I am trying to predict a sale using a logit regression. My dependent variable is isSale and my dependent variables include only binary variables such as isHighSale_City, isHighSale_Domain, etc.
I have my regression output and converted the coefficients to odds and then to probability.
predicted_probability = odds_ratio / (1 + odds_ratio)

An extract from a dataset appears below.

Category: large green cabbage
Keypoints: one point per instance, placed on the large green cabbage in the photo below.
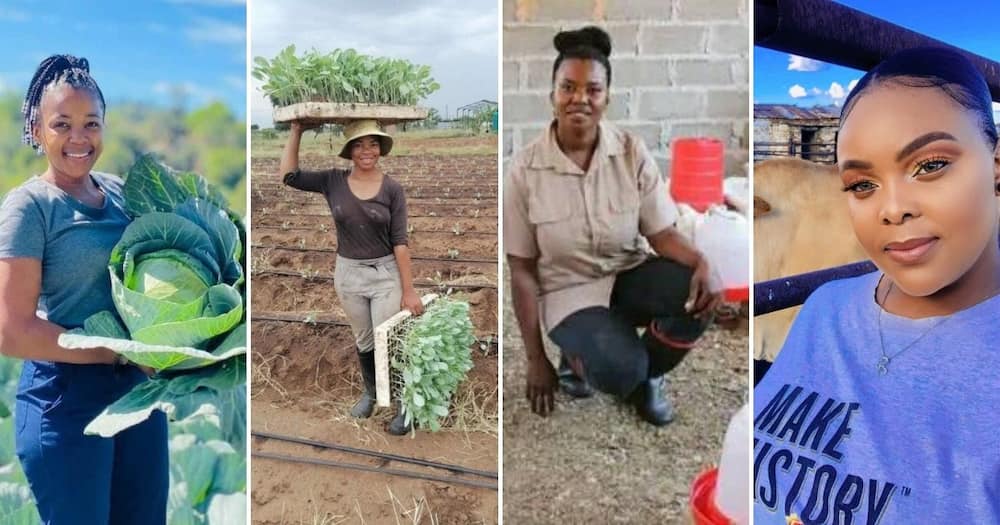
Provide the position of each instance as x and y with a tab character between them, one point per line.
178	285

My question is can I sum the probabilities that I generated from the odds ratio to create a combined probability for the observation?
Example:
isHighSale_City: coef: 1.19; odds_ratio: 3.52; pred_probability: 0.779
isHighSale_Domain: coef: 0.61; odds_ratio: 1.83; pred_probability: 0.65
Intercept: coef: -6.88; odds_ratio: 0.00057; pred_probability: 0.00057
If I want to score an prospective sale in a high sale city and high sale domain, would it be:
0.779 + 0.65 + 0.00057 = 1.429
Best Answer
Your formula is incorrect. Odds can be converted to probability using the equation above. However, odds ratios are ratios of two different odds representing distinct probabilities. The model estimates from a logistic regression are additive on the log-odds scale. Create predictions on this scale using the appropriate coefficients, then transform the linear predictor using the inverse logit: $$\text{expit}(\alpha + x\beta) = (1+\exp(\alpha +x\beta))^{-1}$$.
This is the probabilistic prediction equation from a logistic regression. The intercept $\alpha$ is the log odds for response when all covariates are 0. The slope $\beta$ is the log odds ratio for adjacent groups in discrete or continuous $x$.